Fucilata il 9 settembre ’44 da partigiani della brigata “Tollot” su in Cansiglio, Nella De Pieri non morì subito: fu necessario darle il colpo di grazia, secondo la testimonianza resa al parroco di Cadola (la parrocchia della donna) da Luigi Boito, un partigiano di Ponte nelle Alpi.

E dopo? Dopo, hanno detto i partigiani nella recente conferenza stampa tenuta a Vittorio Veneto, fu sepolta in un cimitero della zona.

Contro questa versione c’è il certificato di morte redatto dal parroco, don Giacomo Viezzer, custodito nell’archivio parrocchiale di Santa Maria di Cadola al numero 50 bis.

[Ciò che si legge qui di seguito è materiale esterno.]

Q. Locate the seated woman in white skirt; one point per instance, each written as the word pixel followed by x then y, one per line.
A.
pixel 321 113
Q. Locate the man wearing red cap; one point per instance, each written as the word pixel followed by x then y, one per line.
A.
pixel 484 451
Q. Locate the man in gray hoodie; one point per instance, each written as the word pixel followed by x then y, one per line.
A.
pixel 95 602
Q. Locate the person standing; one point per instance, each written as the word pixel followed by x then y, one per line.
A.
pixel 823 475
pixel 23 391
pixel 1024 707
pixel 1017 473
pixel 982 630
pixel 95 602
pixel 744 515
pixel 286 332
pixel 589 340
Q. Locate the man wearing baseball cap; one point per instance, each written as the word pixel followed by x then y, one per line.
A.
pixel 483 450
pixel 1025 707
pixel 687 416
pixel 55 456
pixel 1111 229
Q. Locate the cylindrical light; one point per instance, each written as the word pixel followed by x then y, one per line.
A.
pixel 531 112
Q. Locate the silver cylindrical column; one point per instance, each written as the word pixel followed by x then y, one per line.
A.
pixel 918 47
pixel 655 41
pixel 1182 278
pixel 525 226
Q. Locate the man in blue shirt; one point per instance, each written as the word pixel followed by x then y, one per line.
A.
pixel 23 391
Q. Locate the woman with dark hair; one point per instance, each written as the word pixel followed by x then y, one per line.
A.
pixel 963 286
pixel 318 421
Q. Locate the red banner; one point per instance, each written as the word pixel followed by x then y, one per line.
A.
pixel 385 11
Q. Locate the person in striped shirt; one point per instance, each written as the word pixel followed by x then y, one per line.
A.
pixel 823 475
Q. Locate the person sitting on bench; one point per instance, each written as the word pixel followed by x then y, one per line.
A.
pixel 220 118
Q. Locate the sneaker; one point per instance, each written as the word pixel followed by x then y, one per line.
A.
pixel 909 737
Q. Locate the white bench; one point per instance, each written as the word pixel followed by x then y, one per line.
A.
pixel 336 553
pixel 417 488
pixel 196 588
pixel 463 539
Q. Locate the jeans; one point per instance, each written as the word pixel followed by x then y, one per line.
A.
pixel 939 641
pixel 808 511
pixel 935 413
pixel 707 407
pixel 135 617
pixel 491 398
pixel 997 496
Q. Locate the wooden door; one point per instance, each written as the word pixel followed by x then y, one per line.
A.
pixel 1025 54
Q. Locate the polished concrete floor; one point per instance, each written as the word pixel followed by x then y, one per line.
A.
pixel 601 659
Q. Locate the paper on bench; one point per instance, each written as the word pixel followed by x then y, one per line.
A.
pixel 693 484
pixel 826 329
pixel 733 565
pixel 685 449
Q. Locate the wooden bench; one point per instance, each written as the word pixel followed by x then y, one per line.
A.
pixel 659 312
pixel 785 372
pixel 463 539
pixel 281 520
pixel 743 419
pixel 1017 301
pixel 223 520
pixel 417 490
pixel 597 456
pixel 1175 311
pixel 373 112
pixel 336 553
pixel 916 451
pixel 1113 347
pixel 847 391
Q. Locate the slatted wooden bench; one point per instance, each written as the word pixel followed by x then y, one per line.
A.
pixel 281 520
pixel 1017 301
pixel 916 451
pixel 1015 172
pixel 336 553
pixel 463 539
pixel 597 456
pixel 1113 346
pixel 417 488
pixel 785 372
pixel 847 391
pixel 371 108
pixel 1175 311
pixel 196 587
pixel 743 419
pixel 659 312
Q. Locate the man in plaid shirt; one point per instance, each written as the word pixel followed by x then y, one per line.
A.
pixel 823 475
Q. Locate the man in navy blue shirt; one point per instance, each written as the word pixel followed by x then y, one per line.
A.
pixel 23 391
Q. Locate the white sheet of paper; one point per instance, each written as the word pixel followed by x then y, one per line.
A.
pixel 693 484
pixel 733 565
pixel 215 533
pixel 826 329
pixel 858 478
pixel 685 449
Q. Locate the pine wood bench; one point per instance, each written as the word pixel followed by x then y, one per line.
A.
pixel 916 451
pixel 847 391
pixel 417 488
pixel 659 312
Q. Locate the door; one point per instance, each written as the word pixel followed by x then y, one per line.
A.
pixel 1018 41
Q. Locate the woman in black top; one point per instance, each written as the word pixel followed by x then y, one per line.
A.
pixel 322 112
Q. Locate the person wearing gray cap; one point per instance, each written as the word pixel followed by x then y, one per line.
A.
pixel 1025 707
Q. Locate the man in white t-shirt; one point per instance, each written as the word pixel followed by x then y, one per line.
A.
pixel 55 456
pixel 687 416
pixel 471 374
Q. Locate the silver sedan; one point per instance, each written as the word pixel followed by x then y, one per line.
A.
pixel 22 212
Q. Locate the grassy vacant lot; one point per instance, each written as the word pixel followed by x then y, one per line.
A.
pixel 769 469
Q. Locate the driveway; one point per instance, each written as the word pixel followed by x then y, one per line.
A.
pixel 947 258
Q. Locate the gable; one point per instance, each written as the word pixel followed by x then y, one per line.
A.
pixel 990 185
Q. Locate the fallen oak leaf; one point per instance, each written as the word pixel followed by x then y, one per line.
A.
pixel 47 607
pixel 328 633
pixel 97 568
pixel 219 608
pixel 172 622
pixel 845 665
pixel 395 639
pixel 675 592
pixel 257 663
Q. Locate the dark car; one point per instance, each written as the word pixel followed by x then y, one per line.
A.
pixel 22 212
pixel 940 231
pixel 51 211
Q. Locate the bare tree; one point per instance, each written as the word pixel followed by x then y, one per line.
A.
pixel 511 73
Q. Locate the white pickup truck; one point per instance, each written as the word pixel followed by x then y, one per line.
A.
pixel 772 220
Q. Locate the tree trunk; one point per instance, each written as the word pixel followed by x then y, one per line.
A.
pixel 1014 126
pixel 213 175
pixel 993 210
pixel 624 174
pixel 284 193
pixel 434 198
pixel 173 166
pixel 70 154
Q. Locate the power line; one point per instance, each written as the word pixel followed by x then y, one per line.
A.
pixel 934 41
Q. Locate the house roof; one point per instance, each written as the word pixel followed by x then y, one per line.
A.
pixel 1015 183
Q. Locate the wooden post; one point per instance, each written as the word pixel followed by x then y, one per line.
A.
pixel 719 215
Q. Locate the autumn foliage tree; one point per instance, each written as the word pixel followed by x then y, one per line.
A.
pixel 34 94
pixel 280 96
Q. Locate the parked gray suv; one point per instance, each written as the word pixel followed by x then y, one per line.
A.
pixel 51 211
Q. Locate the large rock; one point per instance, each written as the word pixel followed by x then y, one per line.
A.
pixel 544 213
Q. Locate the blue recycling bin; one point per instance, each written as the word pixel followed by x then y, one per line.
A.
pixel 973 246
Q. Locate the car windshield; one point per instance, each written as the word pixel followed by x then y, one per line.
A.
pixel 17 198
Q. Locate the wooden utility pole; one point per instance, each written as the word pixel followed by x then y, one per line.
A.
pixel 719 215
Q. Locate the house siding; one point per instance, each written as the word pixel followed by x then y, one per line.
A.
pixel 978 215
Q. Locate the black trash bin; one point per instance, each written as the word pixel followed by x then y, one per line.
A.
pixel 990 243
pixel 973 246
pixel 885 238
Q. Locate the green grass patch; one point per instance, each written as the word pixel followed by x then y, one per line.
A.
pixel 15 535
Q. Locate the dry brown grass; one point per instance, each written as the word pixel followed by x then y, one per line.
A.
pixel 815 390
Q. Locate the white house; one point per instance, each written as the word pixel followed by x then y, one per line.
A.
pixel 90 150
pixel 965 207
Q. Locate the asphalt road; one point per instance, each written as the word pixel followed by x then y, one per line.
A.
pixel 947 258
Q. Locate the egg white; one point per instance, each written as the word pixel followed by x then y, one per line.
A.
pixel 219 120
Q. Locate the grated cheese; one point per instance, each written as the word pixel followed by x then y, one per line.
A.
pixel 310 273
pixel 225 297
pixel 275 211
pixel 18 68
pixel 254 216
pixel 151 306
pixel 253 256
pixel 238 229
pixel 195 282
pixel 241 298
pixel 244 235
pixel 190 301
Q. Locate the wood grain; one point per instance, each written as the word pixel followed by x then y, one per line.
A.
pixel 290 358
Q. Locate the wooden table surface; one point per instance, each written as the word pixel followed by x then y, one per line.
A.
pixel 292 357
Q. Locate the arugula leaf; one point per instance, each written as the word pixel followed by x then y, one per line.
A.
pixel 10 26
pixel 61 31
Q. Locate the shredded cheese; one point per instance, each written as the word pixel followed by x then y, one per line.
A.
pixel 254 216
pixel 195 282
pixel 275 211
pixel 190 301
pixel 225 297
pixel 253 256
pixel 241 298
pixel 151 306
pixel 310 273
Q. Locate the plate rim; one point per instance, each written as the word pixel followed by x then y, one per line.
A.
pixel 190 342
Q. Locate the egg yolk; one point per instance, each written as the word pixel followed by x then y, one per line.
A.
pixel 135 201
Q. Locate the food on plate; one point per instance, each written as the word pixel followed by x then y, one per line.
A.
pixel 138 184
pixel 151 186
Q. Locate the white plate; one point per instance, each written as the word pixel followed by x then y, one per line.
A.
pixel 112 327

Dice il testo: “Anno 1944 del mese di settembre. Dal B• Marianna di Giovanni e di Troncon Rosa, da Ponte nelle Alpi, di anni 36, coniuge De Pieri Lino, casalinga, uccisa dai partigiani il giorno 9 corrente mese al Pian Cansiglio ed ivi sepolta presso il burrone detto Bus de la Lum. Comunicazione avuta da partigiani del Cansiglio testimoni al processo”.

 

I due figli della donna intanto erano stati affidati alle suore di Casa del Sole, un istituto di Ponte nelle Alpi. Il marito Lino, qualche settimana dopo, venne intercettato col suo battaglione in Val Camonica dai partigiani e fu ferito nello scontro a fuoco. Riuscito a trascinarsi fino a un ospedale della provincia di Brescia, mori pochi giorni dopo: era il 9 novembre 1944, due mesi esatti dopo la fucilazione della moglie. Quasi mezzo secolo dopo, di quella storia si continua a parlare. E su quella storia si continua a cercare una verità che resta ancora divisa.